IN CHE MODO LA TUA MUSICA POTREBBE RENDERE FELICE CHI L’ASCOLTA?
Questa è una domanda che mi sono fatto per molto tempo, soprattutto all’inizio. Poi, negli anni, andando avanti con il mio percorso, non mi sono più posto il problema. Non vorrei sembrare presuntuoso, ma a questo punto, quello che mi interessa maggiormente è provare ad approfondire il significato del quotidiano. Dopodiché resta quello che ho detto poco fa, e cioè che cerco sempre di mettere degli elementi ironici nei miei brani. Poi in fondo, anche nelle sfighe, il quotidiano può essere un’ottima fonte di divertimento.

QUALI SONO LE TUE TRE CANZONI TRISTI PREFERITE DI SEMPRE?

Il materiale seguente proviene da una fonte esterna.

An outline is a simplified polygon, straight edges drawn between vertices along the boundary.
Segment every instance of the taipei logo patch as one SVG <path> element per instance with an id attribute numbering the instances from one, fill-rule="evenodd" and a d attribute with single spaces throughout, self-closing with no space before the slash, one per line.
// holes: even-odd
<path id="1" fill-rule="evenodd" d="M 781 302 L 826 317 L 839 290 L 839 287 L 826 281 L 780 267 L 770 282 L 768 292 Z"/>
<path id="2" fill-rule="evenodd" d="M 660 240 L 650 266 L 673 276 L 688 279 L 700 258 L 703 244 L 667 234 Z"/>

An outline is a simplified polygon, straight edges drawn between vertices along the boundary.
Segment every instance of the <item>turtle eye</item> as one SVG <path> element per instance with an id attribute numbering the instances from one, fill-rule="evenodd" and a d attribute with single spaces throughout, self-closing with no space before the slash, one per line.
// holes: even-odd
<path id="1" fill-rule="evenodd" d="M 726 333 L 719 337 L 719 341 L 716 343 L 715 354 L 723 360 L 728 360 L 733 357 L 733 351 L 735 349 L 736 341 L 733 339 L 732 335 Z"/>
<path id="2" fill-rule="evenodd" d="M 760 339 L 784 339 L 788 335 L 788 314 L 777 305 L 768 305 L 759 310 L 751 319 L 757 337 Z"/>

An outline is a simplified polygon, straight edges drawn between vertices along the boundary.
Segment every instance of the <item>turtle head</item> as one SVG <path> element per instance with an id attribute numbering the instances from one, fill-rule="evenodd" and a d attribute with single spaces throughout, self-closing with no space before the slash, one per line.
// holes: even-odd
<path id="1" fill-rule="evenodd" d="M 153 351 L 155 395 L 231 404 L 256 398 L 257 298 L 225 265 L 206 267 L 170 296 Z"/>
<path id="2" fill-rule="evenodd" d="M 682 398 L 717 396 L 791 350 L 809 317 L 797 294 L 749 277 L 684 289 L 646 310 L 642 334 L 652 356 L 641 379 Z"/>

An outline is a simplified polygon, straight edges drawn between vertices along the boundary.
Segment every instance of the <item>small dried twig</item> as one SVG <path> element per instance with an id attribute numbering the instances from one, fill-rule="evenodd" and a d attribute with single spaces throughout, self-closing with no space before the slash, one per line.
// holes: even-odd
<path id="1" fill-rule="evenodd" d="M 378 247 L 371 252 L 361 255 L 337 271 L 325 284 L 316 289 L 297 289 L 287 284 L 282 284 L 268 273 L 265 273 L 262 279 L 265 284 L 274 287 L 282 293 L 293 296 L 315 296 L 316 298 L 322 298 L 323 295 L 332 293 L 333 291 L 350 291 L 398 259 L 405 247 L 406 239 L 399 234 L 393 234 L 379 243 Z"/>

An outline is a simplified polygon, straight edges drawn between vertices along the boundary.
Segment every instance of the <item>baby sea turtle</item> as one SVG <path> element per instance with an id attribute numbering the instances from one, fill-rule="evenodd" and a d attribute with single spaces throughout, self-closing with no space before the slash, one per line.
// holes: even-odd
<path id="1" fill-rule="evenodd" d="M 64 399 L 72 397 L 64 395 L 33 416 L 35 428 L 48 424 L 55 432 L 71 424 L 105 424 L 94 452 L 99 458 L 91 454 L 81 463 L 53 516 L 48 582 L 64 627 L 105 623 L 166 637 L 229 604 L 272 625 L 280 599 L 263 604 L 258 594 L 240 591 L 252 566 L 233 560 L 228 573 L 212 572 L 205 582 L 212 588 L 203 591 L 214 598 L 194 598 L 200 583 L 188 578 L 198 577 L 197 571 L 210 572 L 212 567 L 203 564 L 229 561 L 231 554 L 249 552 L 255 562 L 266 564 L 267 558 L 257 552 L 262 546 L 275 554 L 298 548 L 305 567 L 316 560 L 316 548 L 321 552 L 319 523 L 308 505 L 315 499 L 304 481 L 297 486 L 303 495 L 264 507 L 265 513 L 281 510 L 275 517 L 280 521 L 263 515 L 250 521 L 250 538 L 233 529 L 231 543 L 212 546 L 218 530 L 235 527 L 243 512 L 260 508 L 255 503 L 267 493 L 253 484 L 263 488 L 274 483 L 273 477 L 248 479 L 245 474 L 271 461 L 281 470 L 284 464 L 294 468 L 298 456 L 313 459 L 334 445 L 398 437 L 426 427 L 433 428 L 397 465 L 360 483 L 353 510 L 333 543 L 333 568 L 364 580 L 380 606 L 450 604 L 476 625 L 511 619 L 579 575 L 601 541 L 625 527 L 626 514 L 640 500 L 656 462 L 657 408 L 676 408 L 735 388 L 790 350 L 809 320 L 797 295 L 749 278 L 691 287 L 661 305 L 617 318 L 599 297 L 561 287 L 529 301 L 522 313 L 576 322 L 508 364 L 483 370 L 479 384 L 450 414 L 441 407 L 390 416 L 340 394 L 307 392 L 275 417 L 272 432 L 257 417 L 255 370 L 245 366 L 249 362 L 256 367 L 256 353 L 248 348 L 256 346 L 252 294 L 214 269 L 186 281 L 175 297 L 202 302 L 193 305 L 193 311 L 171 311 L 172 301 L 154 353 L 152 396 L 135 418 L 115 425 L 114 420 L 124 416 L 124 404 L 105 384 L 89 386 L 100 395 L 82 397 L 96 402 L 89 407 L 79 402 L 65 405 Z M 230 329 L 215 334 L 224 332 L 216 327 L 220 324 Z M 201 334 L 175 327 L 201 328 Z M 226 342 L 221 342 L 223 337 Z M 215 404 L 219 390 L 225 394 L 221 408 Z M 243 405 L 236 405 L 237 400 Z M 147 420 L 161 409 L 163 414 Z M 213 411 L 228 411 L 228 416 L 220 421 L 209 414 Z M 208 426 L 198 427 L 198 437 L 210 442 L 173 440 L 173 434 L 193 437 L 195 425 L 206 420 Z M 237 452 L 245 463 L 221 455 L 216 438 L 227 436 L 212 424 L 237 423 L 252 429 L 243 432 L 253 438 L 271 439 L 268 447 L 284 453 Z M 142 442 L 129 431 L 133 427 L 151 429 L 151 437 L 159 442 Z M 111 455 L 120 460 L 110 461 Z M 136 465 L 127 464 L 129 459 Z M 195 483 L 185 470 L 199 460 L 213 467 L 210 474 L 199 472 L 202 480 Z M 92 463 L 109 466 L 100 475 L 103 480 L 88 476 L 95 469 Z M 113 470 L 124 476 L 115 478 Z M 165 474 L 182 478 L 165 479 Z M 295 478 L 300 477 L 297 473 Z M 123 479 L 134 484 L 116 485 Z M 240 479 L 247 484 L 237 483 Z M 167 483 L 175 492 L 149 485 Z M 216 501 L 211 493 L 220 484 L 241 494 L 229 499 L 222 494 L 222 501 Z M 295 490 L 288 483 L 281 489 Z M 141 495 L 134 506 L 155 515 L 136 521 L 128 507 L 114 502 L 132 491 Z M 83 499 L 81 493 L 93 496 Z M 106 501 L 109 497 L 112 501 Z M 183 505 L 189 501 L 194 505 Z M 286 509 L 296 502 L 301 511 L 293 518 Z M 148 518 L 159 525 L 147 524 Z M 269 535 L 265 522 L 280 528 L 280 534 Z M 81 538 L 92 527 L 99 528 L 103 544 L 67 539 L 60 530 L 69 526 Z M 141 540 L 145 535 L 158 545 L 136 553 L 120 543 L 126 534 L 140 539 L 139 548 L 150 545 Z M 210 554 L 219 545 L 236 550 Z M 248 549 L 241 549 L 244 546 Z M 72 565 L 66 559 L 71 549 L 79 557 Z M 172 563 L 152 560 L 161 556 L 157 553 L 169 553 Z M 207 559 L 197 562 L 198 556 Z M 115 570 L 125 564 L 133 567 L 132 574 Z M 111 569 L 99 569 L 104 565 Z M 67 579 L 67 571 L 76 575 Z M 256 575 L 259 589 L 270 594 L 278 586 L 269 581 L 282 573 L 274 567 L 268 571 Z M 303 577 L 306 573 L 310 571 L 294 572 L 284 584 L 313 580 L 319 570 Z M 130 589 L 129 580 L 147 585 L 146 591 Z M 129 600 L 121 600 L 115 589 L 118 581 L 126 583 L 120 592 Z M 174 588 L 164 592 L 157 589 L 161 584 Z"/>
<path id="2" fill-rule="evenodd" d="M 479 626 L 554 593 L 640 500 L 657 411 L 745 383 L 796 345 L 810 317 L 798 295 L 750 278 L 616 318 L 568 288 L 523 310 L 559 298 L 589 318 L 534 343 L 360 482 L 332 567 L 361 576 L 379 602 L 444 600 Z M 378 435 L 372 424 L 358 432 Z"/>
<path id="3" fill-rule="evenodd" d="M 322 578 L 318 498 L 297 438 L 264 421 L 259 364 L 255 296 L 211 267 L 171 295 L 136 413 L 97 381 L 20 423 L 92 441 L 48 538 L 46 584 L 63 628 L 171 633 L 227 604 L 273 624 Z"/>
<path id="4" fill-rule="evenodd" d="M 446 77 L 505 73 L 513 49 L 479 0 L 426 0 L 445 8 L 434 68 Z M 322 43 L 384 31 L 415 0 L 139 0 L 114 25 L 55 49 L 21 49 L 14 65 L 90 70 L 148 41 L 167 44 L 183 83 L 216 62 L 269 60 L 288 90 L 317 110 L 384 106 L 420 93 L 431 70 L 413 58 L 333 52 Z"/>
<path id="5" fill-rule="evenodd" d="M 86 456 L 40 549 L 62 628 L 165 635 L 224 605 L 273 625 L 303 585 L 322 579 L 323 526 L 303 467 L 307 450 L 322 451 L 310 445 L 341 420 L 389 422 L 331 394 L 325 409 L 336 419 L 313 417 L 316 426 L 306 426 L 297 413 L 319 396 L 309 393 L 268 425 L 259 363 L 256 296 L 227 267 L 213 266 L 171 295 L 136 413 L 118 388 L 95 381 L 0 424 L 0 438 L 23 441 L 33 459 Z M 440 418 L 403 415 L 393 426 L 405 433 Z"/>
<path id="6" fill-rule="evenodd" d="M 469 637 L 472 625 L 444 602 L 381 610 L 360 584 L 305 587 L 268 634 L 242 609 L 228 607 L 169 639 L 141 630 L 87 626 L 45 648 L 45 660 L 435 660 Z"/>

Bellissima domanda! Al primo posto, senza dubbi, Vedrai, vedrai di Tenco. Una canzone di un’umanità straziante. Ora iniziano i problemi, perché io sono un grande fan delle canzoni tristi e sono molto indeciso. Al secondo posto mi viene da dire la cover che ha fatto David Bowie di Wild is the Wind (anche se pure la versione di Nina Simone, ovviamente, non scherzava in quanto tristezza). Che poi in realtà non sarebbe nemmeno una canzone triste, ma il modo straziante in cui Bowie la canta, mette a nudo l’amore, mostrandoci tutta la sua fragilità, anche se sullo sfondo le immagini che scorrono sono felici. Ecco, ascoltare quellìinterpretazione è come vedere un vecchio video girato in Super 8. Anche se le scene proiettate sono dolci, non si riesce a non pensare che quel nastro si può spezzare da un momento all’altro, cancellando i ricordi. Al terzo posto pari merito tra due canzoni di un gigante: Piero Ciampi. Da un lato Il tuo ricordo, brano che provare a parlarne è come cercare di fare stare un castello in una tasca. E poi Il Natale è il 24, perché alla fine, al lato estremo della tristezza, c’è l’ironia (e la dissacrazione).